Several cytogenetic abnormalities involving chromosome 6 occurring in non-Hodgkin's lymphoma (NHL) have been described. We report 34 newly diagnosed patients with NHL who had an abnormal chromosome 6 on initial biopsy. Monosomies (n = 5), trisomies (n = 6), deletions of 6q (n = 13), and isochromosomes 6p (n = 9) were frequently observed and translocations were rare. As compared with 70 other NHL patients with cytogenetic abnormalities, the patients with an abnormal chromosome 6 had a higher frequency of immunoblastic lymphoma (p less than 0.001). These patients also were more likely to have B symptoms (p = 0.02).

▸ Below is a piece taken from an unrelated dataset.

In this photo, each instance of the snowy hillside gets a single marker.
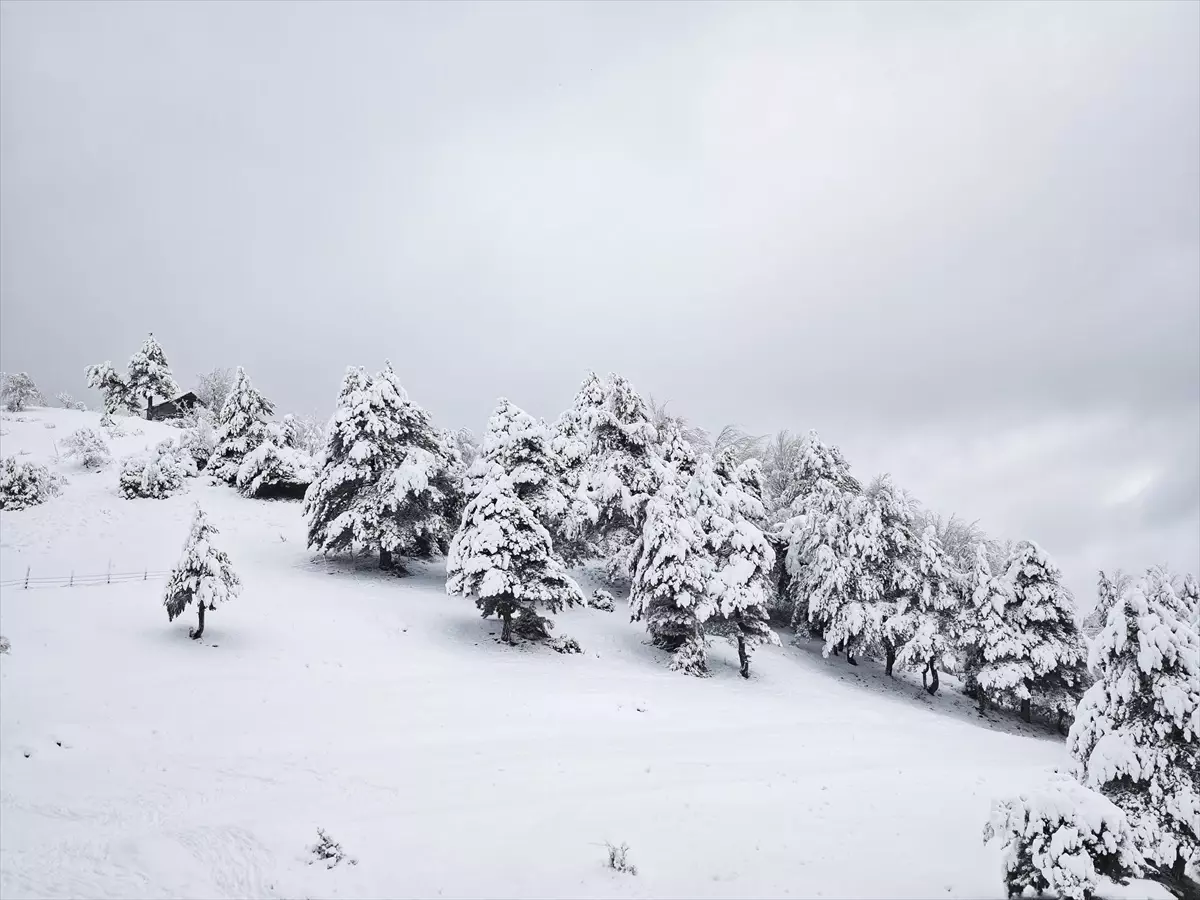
(137, 762)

Patients with a breakpoint at 6q11-16 all had a deletion of the distal portion and also were more likely to have B symptoms (p less than 0.001). Most patients with breakpoints at 6q21-25 had a deletion associated with a lower frequency of stage IV disease (p = 0.03) and a higher complete remission (CR) rate (p = 0.03). The patients with an i(6p) had a lower frequency of stage IV disease (p = 0.03), and the patients with a trisomy 6 had a shorter median survival (p = 0.005). Our results suggest that chromosome 6, especially the long arm, carries important information for the clinical behavior of NHL. Future studies are necessary to resolve the molecular defects.

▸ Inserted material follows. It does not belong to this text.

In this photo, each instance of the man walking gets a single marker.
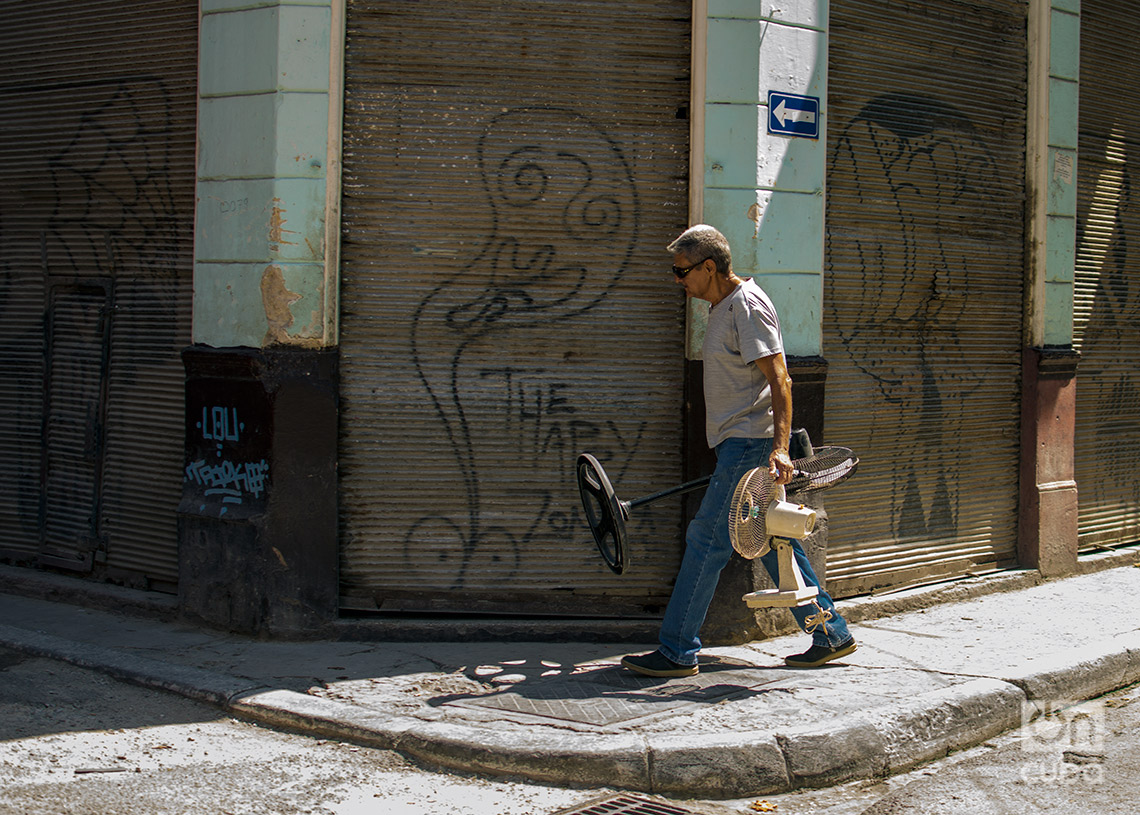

已描述了非霍奇金淋巴瘤(NHL)中发生的几种涉及6号染色体的细胞遗传学异常。我们报告了34例新诊断的NHL患者,他们在初次活检时6号染色体异常。常见的有单体(n = 5)、三体(n = 6)、6q缺失(n = 13)和6号染色体短臂等臂染色体(n = 9),而染色体易位罕见。与其他70例有细胞遗传学异常的NHL患者相比,6号染色体异常的患者免疫母细胞淋巴瘤发生率更高(p < 0.001)。这些患者也更易出现B症状(p = 0.02)。6q11 - 16有断点的患者均有远端部分缺失,也更易出现B症状(p < 0.001)。大多数6q21 - 25有断点的患者存在与IV期疾病较低发生率(p = 0.03)和较高完全缓解(CR)率(p = 0.03)相关的缺失。6号染色体短臂等臂染色体(i(6p))的患者IV期疾病发生率较低(p = 0.03),6号染色体三体的患者中位生存期较短(p = 0.005)。我们的结果表明,6号染色体,尤其是长臂,携带着NHL临床行为的重要信息。未来有必要开展研究以解决分子缺陷问题。